她仰头看天,心中暗想,这光天化日之下,怎会有鬼怪作祟?按说鬼怪不都是子时方才出没在人世间?莫非这鬼怪有滔天的冤屈不成?
春花只恨不得肋生双翅,逃个无影无踪,谁知门外的鬼怪竟是越来的嚣张,甚至一声声的唤起春花的名字来了。
春花双手合掌,低声默念,“南无大慈大悲观世音菩萨,救苦救难的观世音菩萨,快些把这受了冤屈的鬼怪带走罢。”
春花一边念,一边听着外面一叠声的悲呼声,眼见对方鬼怪变本加厉,低嚎个不停,春花一边念经,一边支着耳朵听外面的动静。
春花这一听,倒是听出了几分熟悉来,莫不是这鬼怪原是相识之人?
春花这么一想,口中的念经声就蓦然低了下来,她悄悄把眼睛凑到门缝上,仔细瞧着外面的动静。
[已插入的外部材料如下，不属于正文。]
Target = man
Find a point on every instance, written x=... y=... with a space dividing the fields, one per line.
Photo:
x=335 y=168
外面那鬼怪身穿红衣,披头散发,面目瞧不清楚,只垂着脑袋唤着春花的名字。
春花一惊之下,蓦然想到蒜能辟邪,于是她一溜烟儿的奔到后厨,好在后厨无人,她随手从蒜辫子上扯下了几咕嘟大蒜,一边飞奔,一边把大蒜装入怀中。
春花一路飞奔至后门处,直累的上气不接下气,她透过门缝一瞧,院门外红衣一闪,春花暗自放了心,好在那鬼怪还未离开。想到这里,春花又是蓦然一惊,她也不知自己为何会庆幸鬼怪还未离开?
但是如今她也管不了那么许多,只深深的吸了一口气,霍然打开了院门。
院门外的红衣女鬼听到动静,也蓦然抬起头来。于是一人一鬼怪,一黄衣,一红衣,两两相对,俱是一惊。
“是你?”春花惊道。
“是你?”鬼怪惊道。
“为什么是你?”黄衣春花惊道。
“为什么是你?”红衣鬼怪惊道。
春花暂且按下“砰砰”直跳的小心脏,她轻掩院门,走了出来,又把那鬼怪拉扯到门边,细细问道:“石娘,你怎么会在这里?”
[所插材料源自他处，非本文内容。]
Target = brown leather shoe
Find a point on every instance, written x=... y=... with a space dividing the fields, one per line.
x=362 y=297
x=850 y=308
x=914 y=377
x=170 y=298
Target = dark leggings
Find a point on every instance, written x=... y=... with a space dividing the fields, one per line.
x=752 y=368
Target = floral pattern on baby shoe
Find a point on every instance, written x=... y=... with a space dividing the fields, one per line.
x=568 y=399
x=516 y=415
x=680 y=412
一身红衣的女鬼,自然就是石娘。石娘一张脸抹的煞白,与之前的愔儿姑娘不相上下,她嘴唇涂的血红,愈发衬托的嘴巴无比,她吃惊道:“我来这里不稀奇,倒是你为何在这里?”
“这就说来话长了,娘子如今也在这里。”春花化繁为简道。
“娘子竟然也在这里?”石娘仰头看向后院门楣。
春花点了点头,脑中蓦然灵光一现,口中问道:“石娘,你可认识红珠?”
石娘摇了摇头,张口说道:“我并不认识什么红珠绿珠的,我之所以来到这里,不过是因为有人指点。如今你在这里就太好了。”
“郎中,壮士,英哥儿他们如今可好?”春花又问道。
提到郎中,石娘神色一黯,不欲多言,“此事说来话长,好在现在大家都已经无事了。”
“究竟发生了什么事情?”春花眼见石娘脸色不对,于是急声问道。
石娘四下瞧了瞧,刻意放低了声音,“此处不是说话的地方,你若是想要知道究竟发生了什么,就快随我来。”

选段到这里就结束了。